Andrew Sigwell thinks that would be "a beautiful thing." But the owner of Zoxx 411 Club, a blue-collar bar that sits like a mouse in the shadow of the elephantine auto plant, is not asking for it. Like many in Janesville, he has discovered there is life after GM.

With Mr. Ryan set to take on Vice-President Joe Biden in their sole debate of the campaign on Thursday, the Janesville plant will figure metaphorically, if not explicitly, as the candidates lay out their clashing economic visions. Just as Mr. Ryan has held up his hometown's shuttered auto plant as an example of President Barack Obama's "failed" policies, Mr. Biden has touted GM's overall survival as a symbol of their success.

The pressure is on the "young gun" Mr. Ryan, 42, to put in a good enough performance to help his boss, Republican nominee Mitt Romney, sustain the momentum his campaign has had since the presidential debate last week. It will test the fitness geek far more than the gruelling P90X workouts he performs in the Washington dawn.

Mr. Biden, 69, spent 36 years in the Senate and is steeped in foreign policy. Beyond the experiential divide between the two candidates, there is the philosophical one.
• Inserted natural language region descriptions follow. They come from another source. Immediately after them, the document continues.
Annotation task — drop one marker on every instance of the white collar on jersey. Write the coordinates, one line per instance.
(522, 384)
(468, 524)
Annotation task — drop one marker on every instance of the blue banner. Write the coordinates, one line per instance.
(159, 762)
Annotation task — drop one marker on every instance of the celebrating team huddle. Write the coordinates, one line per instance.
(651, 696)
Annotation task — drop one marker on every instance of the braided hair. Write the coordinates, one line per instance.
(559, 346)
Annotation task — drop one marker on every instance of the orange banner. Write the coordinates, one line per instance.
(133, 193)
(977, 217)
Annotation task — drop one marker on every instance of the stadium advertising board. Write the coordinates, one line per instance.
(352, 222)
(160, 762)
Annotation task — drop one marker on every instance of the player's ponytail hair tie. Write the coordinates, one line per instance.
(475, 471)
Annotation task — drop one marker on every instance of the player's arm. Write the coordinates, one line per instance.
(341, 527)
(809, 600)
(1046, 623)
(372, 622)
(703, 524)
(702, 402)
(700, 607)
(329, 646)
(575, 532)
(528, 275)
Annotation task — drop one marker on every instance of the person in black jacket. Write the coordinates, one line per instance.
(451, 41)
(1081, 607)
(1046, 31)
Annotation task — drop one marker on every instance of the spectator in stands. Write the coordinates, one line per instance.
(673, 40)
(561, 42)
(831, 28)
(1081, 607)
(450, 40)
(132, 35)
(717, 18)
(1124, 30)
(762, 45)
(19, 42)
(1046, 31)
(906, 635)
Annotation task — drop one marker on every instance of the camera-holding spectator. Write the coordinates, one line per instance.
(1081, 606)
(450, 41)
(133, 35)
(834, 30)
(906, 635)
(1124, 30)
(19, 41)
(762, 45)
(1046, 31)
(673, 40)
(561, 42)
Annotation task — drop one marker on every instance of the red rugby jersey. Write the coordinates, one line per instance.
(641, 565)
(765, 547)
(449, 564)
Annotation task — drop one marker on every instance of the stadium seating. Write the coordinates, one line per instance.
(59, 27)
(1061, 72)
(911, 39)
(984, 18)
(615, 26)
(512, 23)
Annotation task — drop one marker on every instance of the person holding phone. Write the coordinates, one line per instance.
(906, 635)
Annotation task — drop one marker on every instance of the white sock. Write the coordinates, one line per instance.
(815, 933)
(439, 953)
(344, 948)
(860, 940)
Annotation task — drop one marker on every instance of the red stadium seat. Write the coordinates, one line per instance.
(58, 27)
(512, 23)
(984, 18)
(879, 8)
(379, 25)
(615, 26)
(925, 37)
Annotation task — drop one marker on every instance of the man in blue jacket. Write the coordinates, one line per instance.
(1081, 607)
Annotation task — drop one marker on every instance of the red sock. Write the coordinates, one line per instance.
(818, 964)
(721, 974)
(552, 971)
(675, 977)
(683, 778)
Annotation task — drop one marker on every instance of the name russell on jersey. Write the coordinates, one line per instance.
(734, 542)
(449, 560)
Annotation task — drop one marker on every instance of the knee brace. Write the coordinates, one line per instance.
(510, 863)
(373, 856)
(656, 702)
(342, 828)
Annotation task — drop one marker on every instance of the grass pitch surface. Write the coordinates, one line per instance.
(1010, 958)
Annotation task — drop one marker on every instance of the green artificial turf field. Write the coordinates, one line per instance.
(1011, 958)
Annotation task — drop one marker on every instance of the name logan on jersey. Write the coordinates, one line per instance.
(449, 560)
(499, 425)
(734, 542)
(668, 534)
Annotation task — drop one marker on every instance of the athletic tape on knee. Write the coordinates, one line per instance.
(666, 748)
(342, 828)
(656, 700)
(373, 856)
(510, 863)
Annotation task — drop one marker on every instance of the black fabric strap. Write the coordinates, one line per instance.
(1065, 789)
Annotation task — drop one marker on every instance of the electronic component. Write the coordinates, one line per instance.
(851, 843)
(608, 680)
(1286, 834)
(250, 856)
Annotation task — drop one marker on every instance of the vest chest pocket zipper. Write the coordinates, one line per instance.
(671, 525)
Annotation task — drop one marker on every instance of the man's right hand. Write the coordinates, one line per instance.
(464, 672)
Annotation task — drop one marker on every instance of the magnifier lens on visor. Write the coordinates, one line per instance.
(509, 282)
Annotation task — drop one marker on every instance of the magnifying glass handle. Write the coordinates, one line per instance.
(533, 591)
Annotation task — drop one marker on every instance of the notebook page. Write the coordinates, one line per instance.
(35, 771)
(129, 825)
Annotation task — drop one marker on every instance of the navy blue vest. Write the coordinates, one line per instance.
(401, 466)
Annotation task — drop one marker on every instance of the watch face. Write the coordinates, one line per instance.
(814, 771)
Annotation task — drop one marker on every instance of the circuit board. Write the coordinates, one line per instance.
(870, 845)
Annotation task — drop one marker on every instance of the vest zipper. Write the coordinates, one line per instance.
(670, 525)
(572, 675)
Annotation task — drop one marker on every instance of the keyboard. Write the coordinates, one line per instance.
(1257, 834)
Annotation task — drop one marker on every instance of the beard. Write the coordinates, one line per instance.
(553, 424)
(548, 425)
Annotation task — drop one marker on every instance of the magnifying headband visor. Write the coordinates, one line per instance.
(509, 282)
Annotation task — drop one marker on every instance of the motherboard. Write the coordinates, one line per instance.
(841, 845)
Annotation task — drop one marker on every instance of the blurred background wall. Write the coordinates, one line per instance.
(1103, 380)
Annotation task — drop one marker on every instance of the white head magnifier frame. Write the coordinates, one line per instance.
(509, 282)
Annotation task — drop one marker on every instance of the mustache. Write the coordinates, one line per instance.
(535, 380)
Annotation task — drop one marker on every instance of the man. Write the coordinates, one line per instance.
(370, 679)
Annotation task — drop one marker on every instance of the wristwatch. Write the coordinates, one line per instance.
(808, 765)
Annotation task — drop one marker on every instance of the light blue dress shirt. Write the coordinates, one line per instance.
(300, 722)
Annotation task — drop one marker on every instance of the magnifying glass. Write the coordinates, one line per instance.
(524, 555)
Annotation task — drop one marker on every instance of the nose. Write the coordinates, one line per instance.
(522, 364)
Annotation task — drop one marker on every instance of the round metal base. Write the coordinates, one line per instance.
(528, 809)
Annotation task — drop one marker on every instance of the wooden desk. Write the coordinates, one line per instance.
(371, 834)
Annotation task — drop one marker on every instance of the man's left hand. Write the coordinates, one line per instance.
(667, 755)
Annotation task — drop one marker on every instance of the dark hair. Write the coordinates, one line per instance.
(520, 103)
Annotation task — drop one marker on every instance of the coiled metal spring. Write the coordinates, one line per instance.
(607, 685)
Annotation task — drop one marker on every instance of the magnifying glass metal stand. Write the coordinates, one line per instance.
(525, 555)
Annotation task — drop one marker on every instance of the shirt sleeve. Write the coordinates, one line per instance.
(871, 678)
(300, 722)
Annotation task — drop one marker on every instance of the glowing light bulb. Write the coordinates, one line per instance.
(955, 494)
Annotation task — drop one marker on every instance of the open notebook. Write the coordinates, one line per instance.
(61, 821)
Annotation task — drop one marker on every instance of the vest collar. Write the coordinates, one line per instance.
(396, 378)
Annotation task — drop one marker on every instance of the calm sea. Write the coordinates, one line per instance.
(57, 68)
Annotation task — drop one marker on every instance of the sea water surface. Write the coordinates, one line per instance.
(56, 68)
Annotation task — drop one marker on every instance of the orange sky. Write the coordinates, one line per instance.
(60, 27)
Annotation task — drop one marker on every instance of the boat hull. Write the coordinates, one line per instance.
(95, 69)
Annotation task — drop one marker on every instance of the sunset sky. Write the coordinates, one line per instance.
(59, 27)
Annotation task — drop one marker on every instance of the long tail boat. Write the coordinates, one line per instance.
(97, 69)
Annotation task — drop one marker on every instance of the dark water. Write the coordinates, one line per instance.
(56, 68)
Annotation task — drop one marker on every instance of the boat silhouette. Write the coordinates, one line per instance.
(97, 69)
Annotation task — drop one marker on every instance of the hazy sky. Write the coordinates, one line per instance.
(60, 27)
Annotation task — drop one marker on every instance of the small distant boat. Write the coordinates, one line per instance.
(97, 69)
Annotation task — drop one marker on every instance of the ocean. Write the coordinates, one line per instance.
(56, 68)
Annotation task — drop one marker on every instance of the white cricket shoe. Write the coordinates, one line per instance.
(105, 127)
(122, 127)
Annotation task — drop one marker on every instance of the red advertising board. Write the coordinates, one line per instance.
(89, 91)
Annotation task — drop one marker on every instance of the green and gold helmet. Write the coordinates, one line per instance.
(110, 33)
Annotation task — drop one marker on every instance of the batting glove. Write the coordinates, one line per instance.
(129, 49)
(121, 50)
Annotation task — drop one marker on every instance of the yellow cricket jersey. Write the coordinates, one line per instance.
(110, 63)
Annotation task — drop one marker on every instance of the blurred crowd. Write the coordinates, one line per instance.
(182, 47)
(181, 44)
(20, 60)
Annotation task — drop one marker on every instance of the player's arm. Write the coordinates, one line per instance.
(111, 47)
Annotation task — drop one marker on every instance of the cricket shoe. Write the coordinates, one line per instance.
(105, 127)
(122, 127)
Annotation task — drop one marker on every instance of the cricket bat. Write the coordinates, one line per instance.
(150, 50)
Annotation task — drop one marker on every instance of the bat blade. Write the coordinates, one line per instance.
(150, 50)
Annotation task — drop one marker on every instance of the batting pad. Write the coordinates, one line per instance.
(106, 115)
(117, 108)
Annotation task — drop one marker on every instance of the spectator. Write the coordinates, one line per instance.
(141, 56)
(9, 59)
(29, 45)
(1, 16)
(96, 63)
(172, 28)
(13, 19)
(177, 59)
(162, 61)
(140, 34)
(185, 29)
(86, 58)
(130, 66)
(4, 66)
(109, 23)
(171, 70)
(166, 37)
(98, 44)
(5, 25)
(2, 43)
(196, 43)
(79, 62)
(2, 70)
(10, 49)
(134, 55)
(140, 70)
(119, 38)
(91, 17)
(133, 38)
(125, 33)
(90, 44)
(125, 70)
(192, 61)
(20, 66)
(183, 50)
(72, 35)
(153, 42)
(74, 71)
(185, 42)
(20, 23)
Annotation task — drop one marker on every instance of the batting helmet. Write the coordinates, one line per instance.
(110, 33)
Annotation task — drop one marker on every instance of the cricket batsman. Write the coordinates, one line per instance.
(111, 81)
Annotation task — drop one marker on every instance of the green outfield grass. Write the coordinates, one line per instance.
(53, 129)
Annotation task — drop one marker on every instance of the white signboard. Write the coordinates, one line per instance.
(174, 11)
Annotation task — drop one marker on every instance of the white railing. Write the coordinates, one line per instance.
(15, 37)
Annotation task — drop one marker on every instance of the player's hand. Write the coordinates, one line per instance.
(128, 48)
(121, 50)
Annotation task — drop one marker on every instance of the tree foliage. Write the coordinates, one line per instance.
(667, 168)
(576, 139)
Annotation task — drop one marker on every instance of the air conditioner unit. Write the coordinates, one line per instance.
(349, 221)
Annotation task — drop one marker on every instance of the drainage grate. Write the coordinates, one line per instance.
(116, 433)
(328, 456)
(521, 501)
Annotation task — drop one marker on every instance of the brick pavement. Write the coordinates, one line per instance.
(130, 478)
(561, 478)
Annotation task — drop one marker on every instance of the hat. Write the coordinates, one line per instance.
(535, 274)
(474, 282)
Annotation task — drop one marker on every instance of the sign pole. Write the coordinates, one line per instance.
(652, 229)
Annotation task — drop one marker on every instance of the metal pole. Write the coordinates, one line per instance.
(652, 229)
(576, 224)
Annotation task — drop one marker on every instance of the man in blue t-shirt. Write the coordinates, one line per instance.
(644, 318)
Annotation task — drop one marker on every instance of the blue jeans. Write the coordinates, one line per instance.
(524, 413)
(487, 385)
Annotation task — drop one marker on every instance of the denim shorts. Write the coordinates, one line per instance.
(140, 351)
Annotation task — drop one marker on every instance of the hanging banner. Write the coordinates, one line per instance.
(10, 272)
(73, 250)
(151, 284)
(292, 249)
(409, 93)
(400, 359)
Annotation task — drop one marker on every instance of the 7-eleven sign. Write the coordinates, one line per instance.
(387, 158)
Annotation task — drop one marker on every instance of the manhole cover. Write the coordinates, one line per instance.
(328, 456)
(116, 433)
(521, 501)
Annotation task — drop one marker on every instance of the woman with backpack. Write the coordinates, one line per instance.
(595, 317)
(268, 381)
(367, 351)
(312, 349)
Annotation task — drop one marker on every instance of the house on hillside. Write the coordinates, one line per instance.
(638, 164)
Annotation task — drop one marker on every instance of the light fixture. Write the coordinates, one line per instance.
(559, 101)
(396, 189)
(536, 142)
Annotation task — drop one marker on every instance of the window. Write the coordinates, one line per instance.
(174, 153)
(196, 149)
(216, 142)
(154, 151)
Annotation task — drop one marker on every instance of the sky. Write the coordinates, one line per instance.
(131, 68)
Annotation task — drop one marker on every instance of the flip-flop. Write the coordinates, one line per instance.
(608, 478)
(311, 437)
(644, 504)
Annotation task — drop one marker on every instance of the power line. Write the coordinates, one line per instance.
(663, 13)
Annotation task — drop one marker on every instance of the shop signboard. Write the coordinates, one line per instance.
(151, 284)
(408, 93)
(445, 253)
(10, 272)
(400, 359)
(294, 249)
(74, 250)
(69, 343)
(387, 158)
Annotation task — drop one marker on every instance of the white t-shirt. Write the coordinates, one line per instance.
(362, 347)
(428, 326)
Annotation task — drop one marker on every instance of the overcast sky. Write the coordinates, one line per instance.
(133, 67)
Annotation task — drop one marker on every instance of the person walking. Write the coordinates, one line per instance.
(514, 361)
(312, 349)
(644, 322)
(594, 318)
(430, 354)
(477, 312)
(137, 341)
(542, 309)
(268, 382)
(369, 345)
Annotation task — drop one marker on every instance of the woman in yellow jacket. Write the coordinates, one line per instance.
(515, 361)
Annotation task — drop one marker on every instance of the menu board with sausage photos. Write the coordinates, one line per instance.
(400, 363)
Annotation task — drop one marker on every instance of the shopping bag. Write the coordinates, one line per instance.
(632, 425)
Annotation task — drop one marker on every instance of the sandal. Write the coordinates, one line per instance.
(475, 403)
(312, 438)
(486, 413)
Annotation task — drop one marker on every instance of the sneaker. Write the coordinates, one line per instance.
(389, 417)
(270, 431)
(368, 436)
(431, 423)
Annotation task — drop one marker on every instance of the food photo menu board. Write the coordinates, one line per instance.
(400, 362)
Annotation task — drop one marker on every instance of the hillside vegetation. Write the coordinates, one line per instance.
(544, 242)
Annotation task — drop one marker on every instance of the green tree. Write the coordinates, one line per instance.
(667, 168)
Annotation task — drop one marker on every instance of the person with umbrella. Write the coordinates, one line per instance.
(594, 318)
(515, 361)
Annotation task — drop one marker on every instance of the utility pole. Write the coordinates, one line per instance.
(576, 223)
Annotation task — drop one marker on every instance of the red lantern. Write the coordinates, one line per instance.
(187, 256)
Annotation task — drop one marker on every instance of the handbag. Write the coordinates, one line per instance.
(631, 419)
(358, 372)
As the local congressman, Mr. Ryan supported the move to provide an initial government lifeline to a teetering GM in late 2008. But the erstwhile Ayn Rand worshipper and current chairman of the House of Representatives' budget committee is best known for his radical plan to downsize the federal government. And he routinely chastises Mr. Obama for "picking winners and losers" by funnelling government subsidies to selected firms.

Mr. Biden likes to sum up Mr. Obama's first term with the pithy "Osama bin Laden is dead and General Motors is alive." But the $50-billion (U.S.) in bailout funds that GM's U.S. operations got from the government was too little or too late to save the 90-year-old Janesville factory.

While that left the city of 63,000 reeling for a while, it also taught people like Mr. Sigwell an unanticipated lesson in resilience and renewal.

When plant stopped production in 2009, "I lost 100 per cent of my following overnight," recounts Mr. Sigwell, 44, whose bar has been in the family for more than 50 years. "I had to rebuild this place from the ground up. But we're doing great now."

"Great" means taking in about 40 per cent less income despite working almost twice as many hours as when the plant was open. Back then, Zoxx was a weekdays-only watering hole for GM workers coming off their shift. Mr. Sigwell has turned it into a neighbourhood pub with live music and dart-throwing contests that draw fans from afar.

Signs of economic life are popping up around the bar. The recent opening of a plant that makes compressors for natural-gas fuelling stations, aided by modest state and local incentives, has brought new industry to Janesville's battered south side. This city's unemployment rate, which peaked at 13.6 per cent in 2009, now hovers around 8 per cent.

The ANGI Energy Systems facility makes up for only a fraction of the 1,200 high-paying assembly jobs that were lost when the GM plant was idled. But Mr. Sigwell is not bitter that the auto bailouts, which revived communities in Michigan and Ohio, have not done much to help him or Wisconsin.

"I don't even think this is close to being over," he says of the economic upheaval facing the country and wreaking havoc with the federal budget deficit. "There are just too many bad government decisions being made with respect to finances."

Mr. Sigwell will not say which of the two presidential candidates he intends to vote for. But he does allow that the past few years have made him tougher and taught him that neither he nor Janesville needs a government bailout to survive.

Willingly or not, that makes him a living symbol of the self-reliance preached by Janesville's most famous son.